Requires workspaces:write and an Idempotency-Key header (unique per logical request). Reusing the same key with the same body returns the original response instead of enqueueing twice.

curl -X POST \
  -H "Authorization: Bearer YOUR_API_KEY" \
  -H "Idempotency-Key: scan-2026-07-06-acme-001" \
  https://www.mencionai.com/api/v1/workspaces/42/scans

Response (202):

{
  "job_id": 901,
  "status": "pending"
}

GET /jobs/:id

Poll job status. Requires jobs:read.

{
  "id": 901,
  "type": "ai_scan",
  "status": "completed",
  "created_at": "2026-07-06T12:00:00.000Z"
}

Status values: pending, processing, completed, failed.

Typical flow: enqueue scan → poll every few seconds until completed → fetch updated visibility summary.

Webhooks

Receive HTTP callbacks when events happen in your organization. Available on Starter plans and above.

Register an endpoint

curl -X POST \
  -H "Authorization: Bearer YOUR_API_KEY" \
  -H "Content-Type: application/json" \
  -d '{
    "url": "https://your-app.com/webhooks/mencionai",
    "events": ["visibility.scan.completed"]
  }' \
  https://www.mencionai.com/api/v1/webhooks

The response includes a secret — save it immediately. You need it to verify signatures.

Event types

| Event | When it fires | |-------|----------------| | visibility.scan.enqueued | A scan was accepted | | visibility.scan.completed | A scan finished successfully | | report.generated | A report is ready |

Payload format

{
  "id": "evt_uuid",
  "type": "visibility.scan.completed",
  "created_at": "2026-07-06T12:05:00.000Z",
  "data": {
    "workspace_id": 42,
    "job_id": 901,
    "result_id": 555
  }
}

Verify signatures

Each delivery includes:

X-MencionAI-Signature: t=1710000000,v1=abc123...

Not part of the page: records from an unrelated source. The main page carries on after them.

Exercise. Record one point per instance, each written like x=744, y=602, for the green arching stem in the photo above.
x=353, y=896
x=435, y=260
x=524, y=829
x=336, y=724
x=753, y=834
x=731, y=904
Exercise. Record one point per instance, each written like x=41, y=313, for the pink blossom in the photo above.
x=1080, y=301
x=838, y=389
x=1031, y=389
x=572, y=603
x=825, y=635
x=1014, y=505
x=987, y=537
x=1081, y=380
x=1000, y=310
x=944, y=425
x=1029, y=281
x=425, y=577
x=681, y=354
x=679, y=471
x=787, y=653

Verify by computing HMAC-SHA256 over {timestamp}.{raw_body} using your endpoint secret, then compare to v1.

Manage endpoints

| Method | Path | Action | |--------|------|--------| | GET | /webhooks | List endpoints | | GET | /webhooks/:id | Get one endpoint | | PATCH | /webhooks/:id | Update URL or events | | DELETE | /webhooks/:id | Disable endpoint |

Embed tokens

Show MencionAI visibility inside your product via a secure iframe.

POST /embed-tokens

Requires embed:create.

curl -X POST \
  -H "Authorization: Bearer YOUR_API_KEY" \
  -H "Content-Type: application/json" \
  -d '{ "workspace_id": 42, "ttl_sec": 3600 }' \
  https://www.mencionai.com/api/v1/embed-tokens
{
  "token": "met_...",
  "expires_in": 3600,
  "workspace_id": 42
}

Load in an iframe:

https://www.mencionai.com/embed/v1/workspaces/42/summary?token=met_...

Tokens are short-lived. Create a new one server-side when the previous expires — do not expose your API key in the browser.

See the Partners guide for embedding best practices.